Am 13. August wendet er sich in dem Artikel »Wiederholung« noch einmal von der Entente ab. Der P.S.I. habe, getreu seinen Prinzipien, »stillschweigend die Einberufung einiger Jahrgänge bewilligt, aber um die Neutralität zu garantieren, nicht um sie zu verlassen«. Das sei ein nicht unbedeutender Vorteil für die Entente. Unannehmbar sei aber die Möglichkeit einer Intervention zum Schaden des deutsch-österreichischen Blockes, der durch die Neutralität Italiens schon genug geschädigt sei. Der P.S.I. gehe bis hierher, nicht weiter. Zugleich forderte Mussolini eine weitere Neutralität, die »zu gegebener Zeit ein Eingreifen Italiens zugunsten des Friedens erlauben wird«34. Wir werden später sehen, dass diese Äußerung ein Schulbeispiel tragischer Ironie im wahrsten Sinne des Wortes ist.

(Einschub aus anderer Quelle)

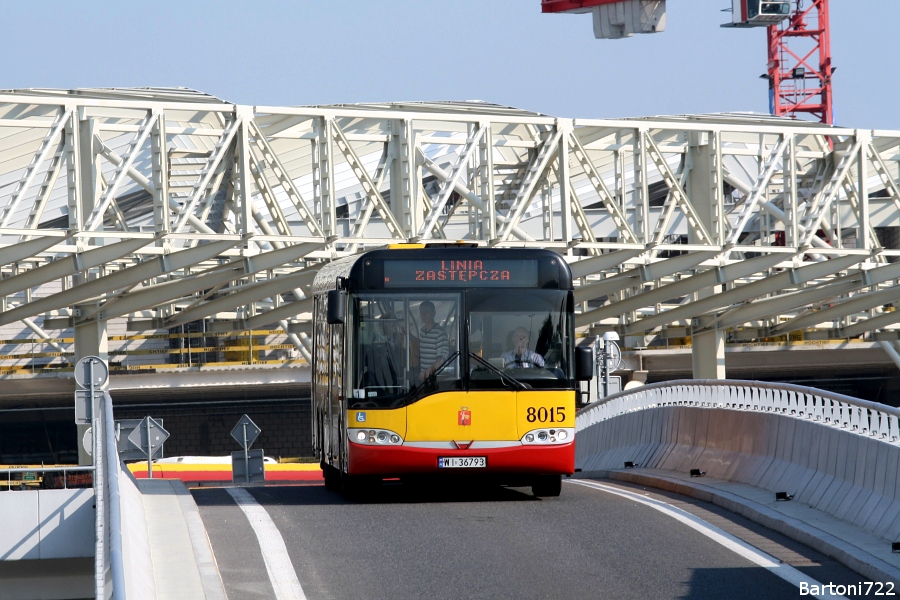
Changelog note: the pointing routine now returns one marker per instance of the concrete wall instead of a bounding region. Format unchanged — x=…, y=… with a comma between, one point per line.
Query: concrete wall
x=850, y=476
x=137, y=561
x=46, y=524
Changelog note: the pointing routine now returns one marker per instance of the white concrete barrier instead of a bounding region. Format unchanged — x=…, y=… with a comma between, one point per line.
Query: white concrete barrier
x=835, y=453
x=42, y=524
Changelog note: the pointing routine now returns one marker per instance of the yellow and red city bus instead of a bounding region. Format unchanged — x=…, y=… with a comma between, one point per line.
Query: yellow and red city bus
x=445, y=360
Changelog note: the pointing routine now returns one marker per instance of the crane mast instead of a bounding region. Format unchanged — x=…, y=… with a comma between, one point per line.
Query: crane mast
x=799, y=65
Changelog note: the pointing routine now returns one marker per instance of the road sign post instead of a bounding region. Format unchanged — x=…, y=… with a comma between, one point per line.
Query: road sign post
x=149, y=437
x=252, y=469
x=91, y=374
x=610, y=359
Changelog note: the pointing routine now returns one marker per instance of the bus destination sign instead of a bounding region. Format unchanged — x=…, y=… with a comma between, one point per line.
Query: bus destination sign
x=460, y=273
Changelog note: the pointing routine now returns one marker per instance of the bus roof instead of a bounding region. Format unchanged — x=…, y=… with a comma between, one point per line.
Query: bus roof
x=352, y=267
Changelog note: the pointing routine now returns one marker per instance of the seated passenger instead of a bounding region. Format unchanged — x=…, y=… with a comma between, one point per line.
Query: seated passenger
x=520, y=357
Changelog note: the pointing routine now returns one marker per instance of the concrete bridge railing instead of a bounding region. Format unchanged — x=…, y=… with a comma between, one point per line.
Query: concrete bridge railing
x=838, y=454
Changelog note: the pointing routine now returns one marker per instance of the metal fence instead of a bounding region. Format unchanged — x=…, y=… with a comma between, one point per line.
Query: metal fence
x=835, y=410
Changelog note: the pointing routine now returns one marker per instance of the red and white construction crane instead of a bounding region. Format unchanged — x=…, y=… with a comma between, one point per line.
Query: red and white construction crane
x=799, y=45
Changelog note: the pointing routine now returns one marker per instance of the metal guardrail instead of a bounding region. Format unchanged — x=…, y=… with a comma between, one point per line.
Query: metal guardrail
x=836, y=410
x=23, y=470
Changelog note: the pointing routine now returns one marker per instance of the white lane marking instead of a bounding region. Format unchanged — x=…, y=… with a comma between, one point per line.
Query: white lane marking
x=278, y=563
x=754, y=555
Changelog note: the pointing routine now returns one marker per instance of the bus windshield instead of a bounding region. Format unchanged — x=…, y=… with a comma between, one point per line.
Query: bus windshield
x=519, y=338
x=405, y=345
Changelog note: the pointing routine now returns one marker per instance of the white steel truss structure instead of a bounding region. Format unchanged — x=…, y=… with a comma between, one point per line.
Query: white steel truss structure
x=168, y=206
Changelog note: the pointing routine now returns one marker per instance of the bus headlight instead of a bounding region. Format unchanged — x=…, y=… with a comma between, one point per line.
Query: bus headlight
x=374, y=436
x=548, y=436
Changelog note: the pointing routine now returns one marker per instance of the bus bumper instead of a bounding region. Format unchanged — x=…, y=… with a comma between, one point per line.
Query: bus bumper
x=400, y=460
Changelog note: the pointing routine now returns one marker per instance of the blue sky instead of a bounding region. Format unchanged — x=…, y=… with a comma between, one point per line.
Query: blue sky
x=505, y=51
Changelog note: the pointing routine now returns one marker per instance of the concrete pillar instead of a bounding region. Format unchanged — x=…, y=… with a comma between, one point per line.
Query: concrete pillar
x=707, y=351
x=704, y=187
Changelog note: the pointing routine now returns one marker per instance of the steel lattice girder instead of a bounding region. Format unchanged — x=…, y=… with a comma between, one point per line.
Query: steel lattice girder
x=138, y=200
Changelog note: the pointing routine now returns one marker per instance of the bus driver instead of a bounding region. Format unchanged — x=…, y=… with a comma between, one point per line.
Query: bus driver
x=520, y=357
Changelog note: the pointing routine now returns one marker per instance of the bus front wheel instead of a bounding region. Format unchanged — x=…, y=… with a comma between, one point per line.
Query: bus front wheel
x=547, y=486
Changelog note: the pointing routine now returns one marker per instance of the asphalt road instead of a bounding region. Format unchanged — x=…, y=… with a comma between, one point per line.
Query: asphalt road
x=496, y=543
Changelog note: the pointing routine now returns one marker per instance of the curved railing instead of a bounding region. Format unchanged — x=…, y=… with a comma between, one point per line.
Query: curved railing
x=836, y=410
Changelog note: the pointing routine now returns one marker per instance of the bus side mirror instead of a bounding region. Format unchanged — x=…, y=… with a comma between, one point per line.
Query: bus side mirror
x=584, y=363
x=337, y=307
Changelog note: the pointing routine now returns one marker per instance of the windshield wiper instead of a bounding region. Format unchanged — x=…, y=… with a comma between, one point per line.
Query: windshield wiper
x=518, y=384
x=413, y=393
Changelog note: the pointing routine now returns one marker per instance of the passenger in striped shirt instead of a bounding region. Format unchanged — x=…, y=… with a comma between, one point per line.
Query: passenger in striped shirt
x=434, y=345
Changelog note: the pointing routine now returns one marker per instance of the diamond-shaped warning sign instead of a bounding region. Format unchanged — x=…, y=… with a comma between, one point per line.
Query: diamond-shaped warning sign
x=245, y=432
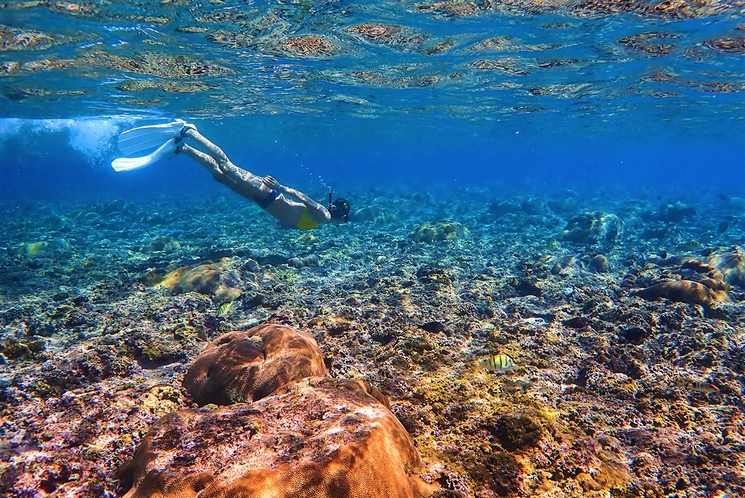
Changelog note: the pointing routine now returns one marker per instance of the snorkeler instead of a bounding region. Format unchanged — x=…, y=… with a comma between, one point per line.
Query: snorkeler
x=288, y=205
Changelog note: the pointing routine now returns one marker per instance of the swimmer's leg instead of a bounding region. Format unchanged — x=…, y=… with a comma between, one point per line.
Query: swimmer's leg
x=244, y=182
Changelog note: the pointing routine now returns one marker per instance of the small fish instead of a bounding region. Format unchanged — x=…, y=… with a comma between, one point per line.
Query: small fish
x=499, y=363
x=433, y=327
x=225, y=308
x=698, y=386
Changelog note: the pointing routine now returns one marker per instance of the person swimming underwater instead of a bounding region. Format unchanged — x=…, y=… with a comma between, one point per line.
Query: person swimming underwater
x=286, y=204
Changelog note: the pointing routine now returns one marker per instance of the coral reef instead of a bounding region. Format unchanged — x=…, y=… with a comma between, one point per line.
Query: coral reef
x=596, y=228
x=432, y=232
x=317, y=438
x=609, y=393
x=250, y=365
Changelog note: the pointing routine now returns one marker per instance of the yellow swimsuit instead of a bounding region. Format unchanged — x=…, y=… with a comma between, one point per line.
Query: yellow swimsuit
x=306, y=223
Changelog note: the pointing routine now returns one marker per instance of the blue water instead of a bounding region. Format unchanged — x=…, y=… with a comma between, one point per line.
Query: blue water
x=520, y=95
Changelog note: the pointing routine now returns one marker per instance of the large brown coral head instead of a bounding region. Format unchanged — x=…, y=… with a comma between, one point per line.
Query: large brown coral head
x=249, y=365
x=313, y=439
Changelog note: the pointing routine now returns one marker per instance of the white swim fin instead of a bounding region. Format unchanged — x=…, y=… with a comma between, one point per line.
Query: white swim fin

Zutreffend ist in diesem Falle die Feststellung von Frau Balabanoff, er habe damals alle anderen Kriegsgegner durch die Schärfe seiner Schreibweise überboten und sich bemüht, immer größere Kreise der Bevölkerung zu Kriegsgegnern zu machen. – Auch in der sich anschließenden Auseinandersetzung mit der »Unità« weist Mussolini darauf hin, die Sozialisten hätten – BEI STRAFE EINES BEWAFFNETEN AUFSTANDES IM INNERN – eine Intervention Italiens zugunsten der Mittelmächte ausgeschlossen gemacht, und diese Untätigkeit Italiens wirke sich zu einem Schaden für diese aus. Seine These stützte er noch für längere Zeit damit: Der Krieg sei ein Kampf zwischen kapitalistischen Regierungen, die alle in gleicher Weise an dem Blutbad verantwortlich und Imperialisten seien. Er hätte das Problem der Gerechtigkeit nicht gelöst, weder für die Sieger noch für die Besiegten. Der Imperialismus der Sieger habe skrupellos auf alle Rechte der besiegten Hand gelegt. Deshalb müsse das italienische Proletariat seine Solidarität nicht nur gegenüber den Zentralmächten, sondern auch der Tripleentente verteidigen. Anstatt sich zu der sogenannten »Vaterlandsverteidigung« verleiten zu lassen, sollten die Sozialisten sich in der Krise des Krieges vereinigen, um die internationale soziale Revolution vorwärtszubringen, gemäß der Voraussage und Unterweisung von Marx. Dass die der Neutralität an sich zustimmenden Massen sich um diese Aufforderung nicht kümmerten, erklärt SaIvemini35 mit ihrem Wunsch nach Ruhe und Beibehaltung des Status quo.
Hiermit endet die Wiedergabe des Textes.